Wanna join for a game of giant chess? Moscow players in Gorky Park. Photo: PhotoXpress
As a tourist in Moscow, Red Square is something you have to see. If you approach the square through the Resurrection Gates, straight ahead are the colorful domes of St. Basil’s Cathedral, to the right lies Lenin’s Mausoleum, and to your left stretches the facade of the GUM department store. But what about after that? Sure, you could follow the recommendation of a travel guide, but Moscow has much to offer those willing to travel just a little off the beaten path.
Quite a few visitors wander into the All-Russia Exhibition Center (VVTs). Located in the northern part of the city, its over-the-top structures are considered to the epitome of Soviet aesthetics. But few tourists, and even few Muscovites know that cinematic novelties are shown in the panoramic cinema on the exhibition center’s grounds. For over 50 years, the panoramic cinema has been showing films on a 360-degree screen. Often, a group of lost visitors stumble upon the showings. They sit on benches in the middle of the circular theater, bumbling through the Siberian forests in a train past men chopping wood. Once in a while the sound cuts out – and occasionally so does the picture. But the panoramic cinema experience makes up for that. It catapults visitors into a city and a country that no longer exists, completely different from the pulsating metropolis that we know today.
Life in Moscow is fast, and sometimes visitors seek a refuge from the busy city. The banks of the Moscow River can be a good choice. On warm summer nights, they transform into a dance stage. On the southern edge of Gorky Park, Muscovites of all ages gather to enjoy a rare relaxed and peaceful moment in the capital. During the day, the urbanites conceal themselves behind hardened faces, but here they let go, dancing the Sirtaki, Irish dances
And although many visitors travel through the Moscow metro, few know of the city’s other secrets hidden below the surface. One of these is “Bunker 42,” located beneath the Taganka metro stop. What secrets the inconspicuous house at number 11 held were even kept from the neighbors for 40 long years. In the 1950s, Soviet leader Joseph Stalin had four subterranean bunkers built to preserve Communism in the event of a nuclear attack by the United States. The facility contained teletype machines, and generators heated the rooms to 30 degrees Celsius (86 degrees Farenheit); today, however, visitors can expect cooler temperatures of 16 degrees (61) at 60 meters (about 200 feet) below the surface.

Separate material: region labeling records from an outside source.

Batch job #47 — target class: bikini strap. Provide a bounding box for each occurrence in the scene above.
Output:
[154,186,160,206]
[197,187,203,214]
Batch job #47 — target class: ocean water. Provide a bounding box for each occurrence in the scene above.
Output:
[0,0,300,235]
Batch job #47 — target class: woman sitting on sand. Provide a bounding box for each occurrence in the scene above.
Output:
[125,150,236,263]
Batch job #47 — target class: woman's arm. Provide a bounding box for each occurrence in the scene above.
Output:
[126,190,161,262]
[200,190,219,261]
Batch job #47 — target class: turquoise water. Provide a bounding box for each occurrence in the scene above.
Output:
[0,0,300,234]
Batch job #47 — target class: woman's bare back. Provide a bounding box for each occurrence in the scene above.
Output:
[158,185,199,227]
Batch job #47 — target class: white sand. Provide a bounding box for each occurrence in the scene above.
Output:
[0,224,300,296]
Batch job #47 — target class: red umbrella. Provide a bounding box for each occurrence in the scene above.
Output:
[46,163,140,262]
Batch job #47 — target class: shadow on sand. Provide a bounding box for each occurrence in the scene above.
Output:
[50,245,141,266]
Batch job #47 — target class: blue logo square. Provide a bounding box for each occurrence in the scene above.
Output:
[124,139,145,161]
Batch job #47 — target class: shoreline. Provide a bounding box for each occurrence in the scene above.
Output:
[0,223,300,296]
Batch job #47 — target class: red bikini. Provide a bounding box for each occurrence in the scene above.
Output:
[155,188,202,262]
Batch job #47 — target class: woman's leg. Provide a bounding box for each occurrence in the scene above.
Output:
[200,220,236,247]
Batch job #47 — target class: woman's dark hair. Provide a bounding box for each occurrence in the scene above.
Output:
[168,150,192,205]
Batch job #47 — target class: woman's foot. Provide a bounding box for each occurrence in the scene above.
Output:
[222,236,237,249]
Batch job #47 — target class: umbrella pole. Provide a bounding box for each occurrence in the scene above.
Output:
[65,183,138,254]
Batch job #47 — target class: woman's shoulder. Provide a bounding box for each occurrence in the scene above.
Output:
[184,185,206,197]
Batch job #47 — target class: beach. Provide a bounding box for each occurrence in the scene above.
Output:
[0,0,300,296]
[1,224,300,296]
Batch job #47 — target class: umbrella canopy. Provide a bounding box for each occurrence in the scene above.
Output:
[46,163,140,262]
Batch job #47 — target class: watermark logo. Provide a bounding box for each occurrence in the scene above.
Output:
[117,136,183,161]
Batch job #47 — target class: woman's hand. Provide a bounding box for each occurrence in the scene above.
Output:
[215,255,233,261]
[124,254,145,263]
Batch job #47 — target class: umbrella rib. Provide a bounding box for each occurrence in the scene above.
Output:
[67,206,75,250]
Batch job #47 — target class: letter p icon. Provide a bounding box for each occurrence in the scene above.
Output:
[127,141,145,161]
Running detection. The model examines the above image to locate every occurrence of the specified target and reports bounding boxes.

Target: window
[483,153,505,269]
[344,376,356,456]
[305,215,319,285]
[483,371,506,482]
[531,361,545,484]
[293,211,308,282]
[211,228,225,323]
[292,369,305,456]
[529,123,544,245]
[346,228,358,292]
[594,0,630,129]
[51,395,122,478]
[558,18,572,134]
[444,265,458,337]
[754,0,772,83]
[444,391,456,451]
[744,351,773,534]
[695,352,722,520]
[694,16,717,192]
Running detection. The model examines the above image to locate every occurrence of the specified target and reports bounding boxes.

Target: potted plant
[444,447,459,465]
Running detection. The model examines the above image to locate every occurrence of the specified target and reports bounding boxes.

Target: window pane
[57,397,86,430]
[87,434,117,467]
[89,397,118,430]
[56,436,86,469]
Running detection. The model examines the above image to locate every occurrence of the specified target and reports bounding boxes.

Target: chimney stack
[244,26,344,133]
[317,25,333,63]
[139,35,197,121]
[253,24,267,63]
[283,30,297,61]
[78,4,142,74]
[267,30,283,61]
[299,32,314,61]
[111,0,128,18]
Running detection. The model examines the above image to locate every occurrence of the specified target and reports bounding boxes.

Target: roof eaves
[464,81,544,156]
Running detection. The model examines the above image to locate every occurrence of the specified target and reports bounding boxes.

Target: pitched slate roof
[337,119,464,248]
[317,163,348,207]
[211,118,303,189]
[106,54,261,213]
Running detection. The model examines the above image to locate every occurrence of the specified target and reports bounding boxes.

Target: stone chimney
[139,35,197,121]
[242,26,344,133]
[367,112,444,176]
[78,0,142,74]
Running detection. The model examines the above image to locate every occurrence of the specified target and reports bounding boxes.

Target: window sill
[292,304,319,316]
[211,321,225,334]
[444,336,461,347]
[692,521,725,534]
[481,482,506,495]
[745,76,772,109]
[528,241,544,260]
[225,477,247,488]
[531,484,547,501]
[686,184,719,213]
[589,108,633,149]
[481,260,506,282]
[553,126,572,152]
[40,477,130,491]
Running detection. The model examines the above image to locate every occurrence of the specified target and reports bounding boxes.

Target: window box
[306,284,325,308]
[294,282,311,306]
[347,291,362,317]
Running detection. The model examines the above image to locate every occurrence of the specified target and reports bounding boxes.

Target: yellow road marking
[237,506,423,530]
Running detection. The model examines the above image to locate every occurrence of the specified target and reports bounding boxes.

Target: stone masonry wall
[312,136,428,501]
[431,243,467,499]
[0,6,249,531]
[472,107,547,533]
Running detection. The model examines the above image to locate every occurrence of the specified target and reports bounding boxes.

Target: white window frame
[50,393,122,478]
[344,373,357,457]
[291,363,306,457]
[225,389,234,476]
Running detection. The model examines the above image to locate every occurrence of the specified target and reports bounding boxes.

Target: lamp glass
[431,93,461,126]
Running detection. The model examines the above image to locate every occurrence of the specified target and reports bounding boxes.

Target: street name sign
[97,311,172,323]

There are even traces of Germans in Moscow. Since the 16th century, Germans have settled in the “Nemetskaya Sloboda” (German Quarter) in the northeastern part of the city, and their legacy can be seen everywhere you look. The cornerstone for the St. Peter and Paul Lutheran Cathedral in the quarter was laid by Kaiser Frederick III. Germans made their mark in other parts of the city as well. The Red October Chocolate Factory, located on an island in the middle of the Moscow River was founded by the Germans Ferdinand von Einem and Julius Geis. Today the factory no longer makes chocolates, but is instead a popular meeting point for art and party scenes.